José Carlos Llop, en una rememoranza sentimental de su ciudad, Palma, en la que se hace presente una añoranza destilada por un mundo perdido pero que vale la pena evocar y vivir en él, hace inmersión en el entorno urbano por el que hace pocos años paseaban Robert Graves, que desde su residencia en Deíá acudía con frecuencia a la capital mallorquina para merodear por sus calles y alternar en los cafés; Llorenç Villalonga, atrincherado en la reliquia del café Riskal; Joan Miró, silencioso, con aire monacal, que según Llop nunca frecuentó la barra del cenáculo ilustrado del Bar Formentor pero sí la sastrería donde se hacía los trajes a la medida.
En Mallorca han escrito páginas inolvidables Ruben Darío, Oswaldo Splenger, W.B. Yeats, D.H. Lawrence, Jean Cocteau, Gertrud Stein, Albert Camus, Jorge Luis Borges, Jean Genet…
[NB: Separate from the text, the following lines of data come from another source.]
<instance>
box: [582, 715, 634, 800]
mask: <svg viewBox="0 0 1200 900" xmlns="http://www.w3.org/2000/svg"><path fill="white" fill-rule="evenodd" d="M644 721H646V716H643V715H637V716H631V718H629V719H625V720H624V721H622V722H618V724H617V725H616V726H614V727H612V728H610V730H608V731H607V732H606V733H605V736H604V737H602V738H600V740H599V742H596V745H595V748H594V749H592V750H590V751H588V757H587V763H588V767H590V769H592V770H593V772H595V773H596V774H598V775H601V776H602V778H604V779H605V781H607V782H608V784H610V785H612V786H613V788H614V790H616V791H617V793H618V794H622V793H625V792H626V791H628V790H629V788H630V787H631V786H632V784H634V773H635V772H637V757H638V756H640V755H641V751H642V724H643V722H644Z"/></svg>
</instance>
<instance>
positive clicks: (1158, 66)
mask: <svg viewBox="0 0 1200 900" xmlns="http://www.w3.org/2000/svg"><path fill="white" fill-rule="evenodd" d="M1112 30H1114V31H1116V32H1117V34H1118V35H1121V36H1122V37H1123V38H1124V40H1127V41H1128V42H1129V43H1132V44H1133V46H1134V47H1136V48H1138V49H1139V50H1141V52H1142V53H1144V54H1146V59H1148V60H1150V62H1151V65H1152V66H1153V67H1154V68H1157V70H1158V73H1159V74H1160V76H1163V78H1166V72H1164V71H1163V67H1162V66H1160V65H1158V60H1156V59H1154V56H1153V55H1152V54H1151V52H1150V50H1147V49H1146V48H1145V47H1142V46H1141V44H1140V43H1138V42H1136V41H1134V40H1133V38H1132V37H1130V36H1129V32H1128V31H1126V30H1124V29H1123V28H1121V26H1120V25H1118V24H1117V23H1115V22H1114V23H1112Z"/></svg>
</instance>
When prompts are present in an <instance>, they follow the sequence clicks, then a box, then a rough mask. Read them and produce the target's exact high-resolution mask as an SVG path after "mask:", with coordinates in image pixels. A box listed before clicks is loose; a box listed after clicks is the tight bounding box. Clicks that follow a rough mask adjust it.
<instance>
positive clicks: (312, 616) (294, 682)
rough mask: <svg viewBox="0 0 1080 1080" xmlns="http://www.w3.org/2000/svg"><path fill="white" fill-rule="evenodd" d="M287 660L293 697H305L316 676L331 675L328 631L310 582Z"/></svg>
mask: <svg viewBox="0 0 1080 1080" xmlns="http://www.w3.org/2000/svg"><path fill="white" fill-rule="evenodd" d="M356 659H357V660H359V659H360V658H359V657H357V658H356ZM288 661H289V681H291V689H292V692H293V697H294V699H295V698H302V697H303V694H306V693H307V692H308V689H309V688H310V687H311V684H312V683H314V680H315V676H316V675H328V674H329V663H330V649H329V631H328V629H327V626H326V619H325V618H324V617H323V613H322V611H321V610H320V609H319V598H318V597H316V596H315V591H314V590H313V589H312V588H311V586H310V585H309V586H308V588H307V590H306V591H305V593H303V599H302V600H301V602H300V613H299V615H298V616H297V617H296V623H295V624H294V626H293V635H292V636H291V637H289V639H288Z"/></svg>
Un continental de excepción, que después de dar fin a la escritura de La Catira, novela encargada y generosamente retribuida por el gobierno venezolano de Pérez Jiménez con la intención de opacar a Rómulo Gallegos, llegó a Mallorca para instalarse en el barrio de Son Armadans, que propició el título de su revista Papeles de Son Armadans. Cela llegó a Palma a los treinta y nueve años y la abandonó cuando contaba setenta y dos, según Llop « detrás de lo que mi madre llamaría unas malas faldas.»
Los Papeles, tanto o más que su obra, catapultaron a Cela al Nobel y tras ese galardón dio por concluida su vida insular. El adiós no se escribió en Mallorca sino en Madrid y fue Francisco Umbral quien tituló una mordaz crónica Cela: un cadáver exquisito. Llop también recurre en su obra, con la que pretende, y lo logra, rescatar una ciudad que ya no existe, a una elegía a quien con su grandeza literaria y su afán protagónico impregnado de tacos y otras extravagancias, llegó a Palma, vivió y fuese: « Cela murió en enero, que es el mes en que mueren los grandes elefantes de la literatura, como por ejemplo Nabokov o Lezama Lima. Hasta en eso, el calculador Cela supo elegir. La fama, con él, mostró todas sus caras, incluidas las más desagradables. En cuanto a la envidia, nadie puede sentir envidia de un muerto y menos de alguien que murió dos veces: al abandonar su casa de Palma para siempre y cuando dejó de respirar, también para siempre.»
Este mar que muestra ahora las huellas de fatiga propias de quien tanto dio de sí, acosado en Levante por problemas fruto de tanta historia para tan poca geografía, se nos presenta ahora como un reservorio vivo de ciudades sumergidas. Corre el riesgo de convertirse en un parque temático. La pregunta se hace inevitable: ¿La sabiduría acumulada a través de la Historia podrá producir la luz que la revitalice?